On the other hand, while in India (where the recovery rate is approaching 97%) the number of new cases and deaths continues to fall (respectively 13303 & 131 as of yesterday), in the US and UK the news outlets which at the beginning displayed a pathological obsession with imagined disasters in India have not deemed it fit to own up their prejudice, contrast the Indian stats and response with their own self-acknowledged ‘out of control situation’ and admit that they are lagging behind, let alone to report that India has managed a turnaround and is firmly on the way to vaccinate its 1.3 billion despite facing so many constraints.

Besides, in Europe, as the New York Times reports, there is resistance to prolongation of lockdowns, for example in the Netherlands, ‘Demonstrators in the Netherlands clashed with the police in two cities on Sunday, and a coronavirus testing facility was burned on Saturday, as anger at a nationwide lockdown grew more violent’. And there are other major issues too: ‘The European Union said that it would take legal action if necessary to ensure pharmaceutical companies fulfilled contracts to supply vaccines to the bloc, after manufacturers announced possible delays.’

One lesson that I have learnt during my now nearly half a century of medical practice is that in medical and health matters your Waterloo awaits you at every bend.

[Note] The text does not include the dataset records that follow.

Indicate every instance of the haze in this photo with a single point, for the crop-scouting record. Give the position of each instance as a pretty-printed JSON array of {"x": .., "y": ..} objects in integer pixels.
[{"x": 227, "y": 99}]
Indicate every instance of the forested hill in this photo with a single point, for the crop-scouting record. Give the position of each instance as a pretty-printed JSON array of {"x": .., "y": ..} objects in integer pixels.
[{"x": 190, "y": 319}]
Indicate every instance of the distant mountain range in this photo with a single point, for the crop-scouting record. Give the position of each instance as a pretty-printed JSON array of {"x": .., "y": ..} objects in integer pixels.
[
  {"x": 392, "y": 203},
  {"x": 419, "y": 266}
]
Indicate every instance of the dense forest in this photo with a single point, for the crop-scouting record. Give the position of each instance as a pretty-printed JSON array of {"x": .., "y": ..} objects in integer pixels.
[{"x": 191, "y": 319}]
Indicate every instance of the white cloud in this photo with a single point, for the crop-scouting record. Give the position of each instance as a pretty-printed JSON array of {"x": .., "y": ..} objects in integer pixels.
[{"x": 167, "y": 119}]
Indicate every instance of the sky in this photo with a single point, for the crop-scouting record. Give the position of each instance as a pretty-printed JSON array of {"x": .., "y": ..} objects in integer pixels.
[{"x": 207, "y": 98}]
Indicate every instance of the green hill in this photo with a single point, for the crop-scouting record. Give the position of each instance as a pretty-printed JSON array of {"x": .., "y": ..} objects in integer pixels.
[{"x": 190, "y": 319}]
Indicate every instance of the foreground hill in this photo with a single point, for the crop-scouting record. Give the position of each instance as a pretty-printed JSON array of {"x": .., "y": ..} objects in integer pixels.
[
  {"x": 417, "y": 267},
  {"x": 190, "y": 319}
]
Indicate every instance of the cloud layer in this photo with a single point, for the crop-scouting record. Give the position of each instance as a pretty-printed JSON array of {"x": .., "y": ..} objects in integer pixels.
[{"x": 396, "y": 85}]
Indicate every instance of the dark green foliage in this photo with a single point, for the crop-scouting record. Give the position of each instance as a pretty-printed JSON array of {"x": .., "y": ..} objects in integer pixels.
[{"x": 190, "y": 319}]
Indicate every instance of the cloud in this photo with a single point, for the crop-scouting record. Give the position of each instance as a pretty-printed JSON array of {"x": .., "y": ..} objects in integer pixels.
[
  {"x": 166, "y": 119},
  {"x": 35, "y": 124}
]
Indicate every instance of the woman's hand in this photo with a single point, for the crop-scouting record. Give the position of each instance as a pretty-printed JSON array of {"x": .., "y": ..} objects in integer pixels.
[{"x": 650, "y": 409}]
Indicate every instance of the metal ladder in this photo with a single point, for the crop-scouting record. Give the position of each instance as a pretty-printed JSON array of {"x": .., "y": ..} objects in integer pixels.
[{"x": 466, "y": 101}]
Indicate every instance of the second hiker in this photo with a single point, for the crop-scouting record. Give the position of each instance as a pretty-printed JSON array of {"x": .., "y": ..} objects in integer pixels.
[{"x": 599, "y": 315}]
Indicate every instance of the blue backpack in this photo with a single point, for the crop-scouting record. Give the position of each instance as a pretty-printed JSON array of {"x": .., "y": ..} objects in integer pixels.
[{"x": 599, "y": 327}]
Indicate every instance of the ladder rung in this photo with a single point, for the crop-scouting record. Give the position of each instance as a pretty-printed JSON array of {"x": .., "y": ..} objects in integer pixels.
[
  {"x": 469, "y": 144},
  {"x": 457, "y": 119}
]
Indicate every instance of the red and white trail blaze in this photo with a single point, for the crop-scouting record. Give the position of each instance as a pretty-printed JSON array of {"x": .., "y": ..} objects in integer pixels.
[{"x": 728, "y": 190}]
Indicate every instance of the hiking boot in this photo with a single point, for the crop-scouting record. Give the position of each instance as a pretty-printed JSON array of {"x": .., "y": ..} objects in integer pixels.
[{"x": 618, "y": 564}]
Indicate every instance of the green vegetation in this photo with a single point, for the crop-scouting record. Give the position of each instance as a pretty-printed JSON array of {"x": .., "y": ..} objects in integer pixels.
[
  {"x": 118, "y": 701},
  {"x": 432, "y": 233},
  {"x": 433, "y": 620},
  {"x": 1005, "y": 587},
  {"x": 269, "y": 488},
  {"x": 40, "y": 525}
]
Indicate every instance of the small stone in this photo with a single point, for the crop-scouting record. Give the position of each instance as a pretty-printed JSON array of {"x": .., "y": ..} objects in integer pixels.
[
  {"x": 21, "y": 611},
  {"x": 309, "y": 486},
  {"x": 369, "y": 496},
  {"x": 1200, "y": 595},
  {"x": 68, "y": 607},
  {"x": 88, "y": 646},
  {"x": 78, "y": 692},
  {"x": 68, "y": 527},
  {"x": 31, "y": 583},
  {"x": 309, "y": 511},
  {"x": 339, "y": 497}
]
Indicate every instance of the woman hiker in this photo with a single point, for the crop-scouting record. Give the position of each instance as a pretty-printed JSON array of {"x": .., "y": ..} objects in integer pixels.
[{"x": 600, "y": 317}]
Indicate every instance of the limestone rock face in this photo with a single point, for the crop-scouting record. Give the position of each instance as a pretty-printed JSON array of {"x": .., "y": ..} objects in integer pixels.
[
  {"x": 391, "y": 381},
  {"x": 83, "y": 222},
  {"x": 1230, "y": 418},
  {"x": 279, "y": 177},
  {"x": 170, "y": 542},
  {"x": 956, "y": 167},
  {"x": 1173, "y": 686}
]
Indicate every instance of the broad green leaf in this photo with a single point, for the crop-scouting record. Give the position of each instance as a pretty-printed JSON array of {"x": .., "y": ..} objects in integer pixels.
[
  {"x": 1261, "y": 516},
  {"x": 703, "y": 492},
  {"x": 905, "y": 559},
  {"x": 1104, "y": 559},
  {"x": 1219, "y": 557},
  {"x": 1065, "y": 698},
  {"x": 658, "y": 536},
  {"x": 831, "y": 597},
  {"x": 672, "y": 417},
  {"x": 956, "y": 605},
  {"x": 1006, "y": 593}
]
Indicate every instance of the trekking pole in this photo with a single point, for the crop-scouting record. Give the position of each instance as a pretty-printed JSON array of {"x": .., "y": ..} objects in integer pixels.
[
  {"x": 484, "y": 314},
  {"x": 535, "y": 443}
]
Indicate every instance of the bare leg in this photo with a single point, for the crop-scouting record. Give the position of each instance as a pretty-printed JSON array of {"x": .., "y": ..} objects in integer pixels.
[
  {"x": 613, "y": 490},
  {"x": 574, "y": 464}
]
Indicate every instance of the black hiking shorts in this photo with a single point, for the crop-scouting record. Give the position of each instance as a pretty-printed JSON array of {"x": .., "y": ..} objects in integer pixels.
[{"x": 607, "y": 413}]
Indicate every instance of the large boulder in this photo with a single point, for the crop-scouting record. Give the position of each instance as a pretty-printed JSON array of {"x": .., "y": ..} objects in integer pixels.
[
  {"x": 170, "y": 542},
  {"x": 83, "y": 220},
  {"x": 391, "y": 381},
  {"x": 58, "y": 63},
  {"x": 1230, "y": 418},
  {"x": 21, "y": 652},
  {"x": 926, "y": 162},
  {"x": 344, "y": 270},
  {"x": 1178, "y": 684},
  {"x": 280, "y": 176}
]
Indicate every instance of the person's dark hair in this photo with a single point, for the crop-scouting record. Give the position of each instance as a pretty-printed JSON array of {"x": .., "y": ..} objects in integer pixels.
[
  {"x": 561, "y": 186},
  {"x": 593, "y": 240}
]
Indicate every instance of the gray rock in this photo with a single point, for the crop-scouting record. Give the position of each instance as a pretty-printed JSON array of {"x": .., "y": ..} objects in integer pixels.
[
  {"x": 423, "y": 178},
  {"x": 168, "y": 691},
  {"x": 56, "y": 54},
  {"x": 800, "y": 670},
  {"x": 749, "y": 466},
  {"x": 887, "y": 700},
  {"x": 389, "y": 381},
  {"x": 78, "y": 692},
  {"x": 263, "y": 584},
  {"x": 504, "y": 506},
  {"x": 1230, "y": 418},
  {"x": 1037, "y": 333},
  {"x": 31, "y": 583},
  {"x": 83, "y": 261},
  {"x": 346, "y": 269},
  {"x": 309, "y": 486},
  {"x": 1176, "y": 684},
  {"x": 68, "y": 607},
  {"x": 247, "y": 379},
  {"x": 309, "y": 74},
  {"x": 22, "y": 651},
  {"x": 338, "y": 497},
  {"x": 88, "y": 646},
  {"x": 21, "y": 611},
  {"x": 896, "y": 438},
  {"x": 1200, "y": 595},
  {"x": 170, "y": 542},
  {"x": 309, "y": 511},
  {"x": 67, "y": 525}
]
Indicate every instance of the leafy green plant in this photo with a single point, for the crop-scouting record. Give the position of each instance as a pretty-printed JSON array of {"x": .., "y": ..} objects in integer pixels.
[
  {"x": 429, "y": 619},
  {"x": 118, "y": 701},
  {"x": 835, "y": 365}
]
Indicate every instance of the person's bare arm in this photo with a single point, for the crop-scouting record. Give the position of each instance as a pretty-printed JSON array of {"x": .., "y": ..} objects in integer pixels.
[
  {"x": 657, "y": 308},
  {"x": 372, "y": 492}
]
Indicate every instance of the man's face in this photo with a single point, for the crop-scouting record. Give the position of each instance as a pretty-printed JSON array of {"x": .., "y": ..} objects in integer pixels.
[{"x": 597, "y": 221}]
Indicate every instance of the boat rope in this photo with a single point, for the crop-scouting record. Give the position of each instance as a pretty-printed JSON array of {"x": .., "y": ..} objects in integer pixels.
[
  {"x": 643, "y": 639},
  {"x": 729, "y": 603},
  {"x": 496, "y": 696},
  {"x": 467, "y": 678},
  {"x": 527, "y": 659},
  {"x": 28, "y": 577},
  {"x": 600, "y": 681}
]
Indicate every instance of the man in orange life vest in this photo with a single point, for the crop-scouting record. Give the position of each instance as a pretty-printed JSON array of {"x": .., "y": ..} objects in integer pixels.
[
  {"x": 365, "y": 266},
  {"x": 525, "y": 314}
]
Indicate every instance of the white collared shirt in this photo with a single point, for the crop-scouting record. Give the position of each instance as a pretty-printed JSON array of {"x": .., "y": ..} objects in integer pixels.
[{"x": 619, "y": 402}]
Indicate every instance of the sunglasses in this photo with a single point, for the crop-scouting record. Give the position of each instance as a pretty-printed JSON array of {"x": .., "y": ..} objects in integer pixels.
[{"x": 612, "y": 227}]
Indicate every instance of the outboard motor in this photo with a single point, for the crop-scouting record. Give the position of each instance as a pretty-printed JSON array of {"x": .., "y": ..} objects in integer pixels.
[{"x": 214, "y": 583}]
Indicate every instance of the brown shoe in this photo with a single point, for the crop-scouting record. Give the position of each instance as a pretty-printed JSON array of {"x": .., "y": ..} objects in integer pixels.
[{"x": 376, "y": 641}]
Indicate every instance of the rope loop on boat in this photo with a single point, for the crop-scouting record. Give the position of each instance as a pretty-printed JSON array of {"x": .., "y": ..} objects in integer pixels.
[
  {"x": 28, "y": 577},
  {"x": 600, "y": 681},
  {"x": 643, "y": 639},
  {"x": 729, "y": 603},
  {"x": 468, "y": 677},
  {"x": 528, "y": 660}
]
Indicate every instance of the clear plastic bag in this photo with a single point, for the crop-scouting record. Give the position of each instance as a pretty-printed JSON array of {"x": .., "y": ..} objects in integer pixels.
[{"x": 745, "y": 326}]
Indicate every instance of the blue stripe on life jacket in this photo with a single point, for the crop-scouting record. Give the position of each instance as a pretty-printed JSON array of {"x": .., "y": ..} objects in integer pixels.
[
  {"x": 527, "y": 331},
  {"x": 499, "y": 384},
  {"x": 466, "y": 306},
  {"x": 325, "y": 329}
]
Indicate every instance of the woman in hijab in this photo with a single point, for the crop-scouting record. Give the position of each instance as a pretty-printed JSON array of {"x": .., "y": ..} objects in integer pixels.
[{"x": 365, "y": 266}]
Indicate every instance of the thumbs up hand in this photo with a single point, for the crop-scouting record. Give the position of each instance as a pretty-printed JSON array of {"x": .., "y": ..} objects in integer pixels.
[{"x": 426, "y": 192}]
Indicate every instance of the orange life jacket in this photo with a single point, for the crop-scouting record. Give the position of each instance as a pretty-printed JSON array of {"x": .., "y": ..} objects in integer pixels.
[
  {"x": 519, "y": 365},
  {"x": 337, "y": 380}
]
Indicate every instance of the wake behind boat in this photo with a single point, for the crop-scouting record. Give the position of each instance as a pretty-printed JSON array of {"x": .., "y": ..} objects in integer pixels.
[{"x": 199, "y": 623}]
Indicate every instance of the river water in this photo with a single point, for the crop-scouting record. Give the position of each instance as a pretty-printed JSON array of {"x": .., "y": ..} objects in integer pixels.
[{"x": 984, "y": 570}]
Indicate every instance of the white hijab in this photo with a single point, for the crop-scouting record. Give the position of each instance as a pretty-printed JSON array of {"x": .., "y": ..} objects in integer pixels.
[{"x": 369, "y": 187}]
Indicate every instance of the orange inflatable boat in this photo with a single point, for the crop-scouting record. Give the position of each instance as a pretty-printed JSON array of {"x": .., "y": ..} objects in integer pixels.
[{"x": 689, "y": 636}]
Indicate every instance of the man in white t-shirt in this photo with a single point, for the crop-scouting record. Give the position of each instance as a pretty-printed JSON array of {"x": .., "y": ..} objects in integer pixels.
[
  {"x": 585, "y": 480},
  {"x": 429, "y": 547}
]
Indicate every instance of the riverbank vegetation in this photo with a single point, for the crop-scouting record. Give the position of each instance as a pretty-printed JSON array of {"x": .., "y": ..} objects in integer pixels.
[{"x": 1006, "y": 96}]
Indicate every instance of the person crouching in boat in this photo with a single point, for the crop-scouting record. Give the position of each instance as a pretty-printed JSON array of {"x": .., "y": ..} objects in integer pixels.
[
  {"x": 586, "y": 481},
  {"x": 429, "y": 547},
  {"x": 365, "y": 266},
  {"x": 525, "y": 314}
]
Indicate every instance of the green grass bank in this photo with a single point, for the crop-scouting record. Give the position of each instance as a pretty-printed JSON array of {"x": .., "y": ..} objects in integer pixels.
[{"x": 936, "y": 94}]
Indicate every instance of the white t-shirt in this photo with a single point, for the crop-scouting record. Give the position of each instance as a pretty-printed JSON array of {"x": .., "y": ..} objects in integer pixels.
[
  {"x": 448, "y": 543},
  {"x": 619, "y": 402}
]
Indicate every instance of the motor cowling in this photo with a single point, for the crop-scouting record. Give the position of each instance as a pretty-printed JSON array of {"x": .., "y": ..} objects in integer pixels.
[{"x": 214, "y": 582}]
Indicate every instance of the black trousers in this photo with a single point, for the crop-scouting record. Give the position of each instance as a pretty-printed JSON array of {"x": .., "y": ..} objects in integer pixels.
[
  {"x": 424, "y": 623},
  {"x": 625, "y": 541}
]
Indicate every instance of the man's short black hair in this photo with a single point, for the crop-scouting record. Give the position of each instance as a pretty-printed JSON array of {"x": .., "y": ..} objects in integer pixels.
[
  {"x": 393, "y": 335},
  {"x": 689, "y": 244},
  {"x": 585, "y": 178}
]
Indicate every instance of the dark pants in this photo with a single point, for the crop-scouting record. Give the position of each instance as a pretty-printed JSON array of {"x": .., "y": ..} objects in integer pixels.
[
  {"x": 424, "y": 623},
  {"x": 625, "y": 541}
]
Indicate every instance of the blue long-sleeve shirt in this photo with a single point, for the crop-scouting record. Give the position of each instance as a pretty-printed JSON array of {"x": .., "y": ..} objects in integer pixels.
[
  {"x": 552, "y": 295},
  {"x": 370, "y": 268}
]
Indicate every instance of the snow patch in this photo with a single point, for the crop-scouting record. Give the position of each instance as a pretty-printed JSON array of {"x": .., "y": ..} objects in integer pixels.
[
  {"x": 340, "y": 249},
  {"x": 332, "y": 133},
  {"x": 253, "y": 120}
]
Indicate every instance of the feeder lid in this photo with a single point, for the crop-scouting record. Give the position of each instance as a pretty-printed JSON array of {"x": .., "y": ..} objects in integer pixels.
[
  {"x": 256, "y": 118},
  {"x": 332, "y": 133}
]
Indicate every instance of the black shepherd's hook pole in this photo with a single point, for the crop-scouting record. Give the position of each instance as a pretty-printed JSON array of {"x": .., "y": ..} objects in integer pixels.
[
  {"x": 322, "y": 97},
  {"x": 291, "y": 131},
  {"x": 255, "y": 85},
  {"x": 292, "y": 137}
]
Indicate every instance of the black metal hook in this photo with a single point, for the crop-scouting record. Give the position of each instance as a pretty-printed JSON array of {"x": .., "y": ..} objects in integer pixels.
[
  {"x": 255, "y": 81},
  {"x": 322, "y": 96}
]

The last thing that you should practise as a doctor is the art of grand-noir (arrogance). And its equivalent – not posturing on the moral high ground – applies to nations and their leaders and communicators as well when it comes to dealing with the reality of biological variability and unpredictability that Covid-19, for example, has so dramatically demonstrated, and that continues to challenge humanity’s capacity to cope. How long more it will take to achieve a reasonable degree of control we cannot confidently say: it will also depend on whether we behave rationally or impulsively. And we would be naïve to assume that Covid-19 is the last in line to have a predilection not to say a liking for our vulnerable human tissues!

That is part of the reason that we have to be humble enough to be ready to learn from each other’s experience and to put our heads together to fight the common enemies that threaten our health, the planet’s health and its economy. If there is another way out, I’d be happy to learn about it.